В ответ привычное молчание.

— Потомков древних ариев вы знаете, это мы и есть. Назовите известные вам низшие расы.

— Жиды. Япошки. Негритосы. Татарва.

— Хоть чего-то я от вас добился. Определите-ка, к какой из низших рас относится Эдисон. Может быть, всё ещё хуже, чем мы думаем? Может, Эдисон… колдун?! Или демон?

Произнеся смелый вердикт, Андрей Хамфри размашисто перекрестился:

— Чур меня! Господи, спаси и сохрани!

«Сёма» не знал, стоит ли ему сбежать от греха подальше, но эскулап прервал его порыв.

— Что встали, как истукан? Доставайте ампулу со святой водой.

Интерн преломил нужную ампулу, и Эдисон утихомирился.
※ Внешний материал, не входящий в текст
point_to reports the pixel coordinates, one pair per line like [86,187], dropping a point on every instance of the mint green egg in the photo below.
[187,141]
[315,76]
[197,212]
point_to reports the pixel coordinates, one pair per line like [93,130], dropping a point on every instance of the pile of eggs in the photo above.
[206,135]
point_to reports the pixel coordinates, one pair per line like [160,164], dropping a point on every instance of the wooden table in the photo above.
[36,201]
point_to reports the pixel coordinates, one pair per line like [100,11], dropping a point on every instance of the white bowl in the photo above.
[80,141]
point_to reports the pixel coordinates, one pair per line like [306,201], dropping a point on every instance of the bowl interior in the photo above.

— Он, чертяка, гадит благородным деяниям нашей Империи.

И непредвиденно запел:

Нам нет преград ни в море, ни на суше,

Нам не страшны ни льды, ни облака.

Пламя души своей, знамя страны своей

Мы пронесём через миры и века.

Оконные стёкла дрожали. Эскулап откланялся перед слушателем, а Эдисон даже зааплодировал, не выходя из своего беспомощного состояния.

— Видите? — со слезами умиления отреагировал начальник. — Дрессируется.

— Вы лечить его будем? — взмолился интерн.

Хамфри повертел пальцем у виска.

— У меня нет диплома. Одновременно вы слишком поспешны, молодой человек. Я вас, диких, начинаю бояться. Хинин со стрихнином не путаете? Несите ампулы с никотином да полные банки лауданума, будем делать американскому придурку инъекцию.

Заболевший Эдисон что-то да слышал. Не спрашивая разрешения, он выскочил из палаты со скоростью пули. Эскулап угрожал беглецу кулаком.

— Я его побаиваюсь. Кто позволил, дубина стоеросовая из железного дерева? Сёма, живо за ним. — Далее тот кричал. —Живьём брать колдуна и демона!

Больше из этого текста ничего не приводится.